The. 234.234.23.23========.234.23.23 mismatch ========.234 mismatch. 23 mismatch ========.234 mismatch. 23 mismatch


Other references

[Essence] Regular Expression 30-minute introductory tutorial

http://www.oschina.net/question/12_9507


The blog of "A Journey of a mile"

http://blog.csdn.net/shangboerds/article/category/1124700


"Wild Goose Over No trace" blog

http://blog.csdn.net/lxcnn/article/category/538256



This article is from the "self-reliance, tenet" blog, please be sure to keep this source http://wangzhichao.blog.51cto.com/2643325/1747621

The surround and match of regular expressions

Contact Us

The content source of this page is from Internet, which doesn't represent Alibaba Cloud's opinion; products and services mentioned on that page don't have any relationship with Alibaba Cloud. If the content of the page makes you feel confusing, please write us an email, we will handle the problem within 5 days after receiving your email.
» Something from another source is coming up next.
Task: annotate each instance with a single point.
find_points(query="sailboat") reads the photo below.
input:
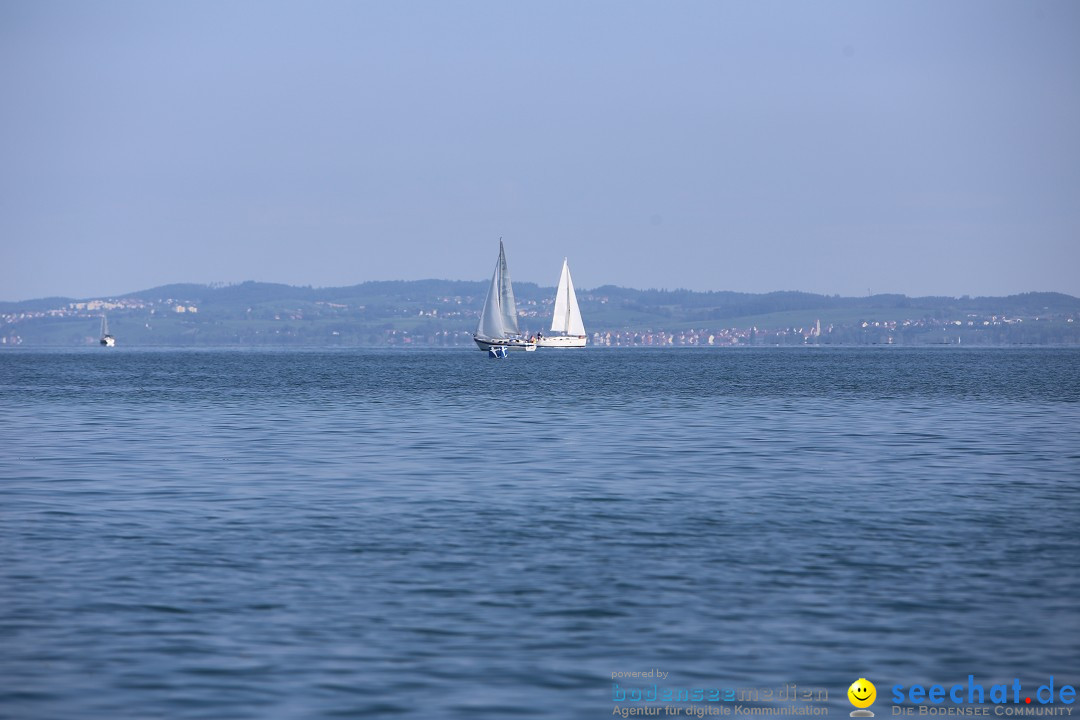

If you find any instances of plagiarism from the community, please send an email to: info-contact@alibabacloud.com and provide relevant evidence. A staff member will contact you within 5 working days.

A Free Trial That Lets You Build Big!

Start building with 50+ products and up to 12 months usage for Elastic Compute Service

  • Sales Support

    1 on 1 presale consultation

  • After-Sales Support

    24/7 Technical Support 6 Free Tickets per Quarter Faster Response

  • Alibaba Cloud offers highly flexible support services tailored to meet your exact needs.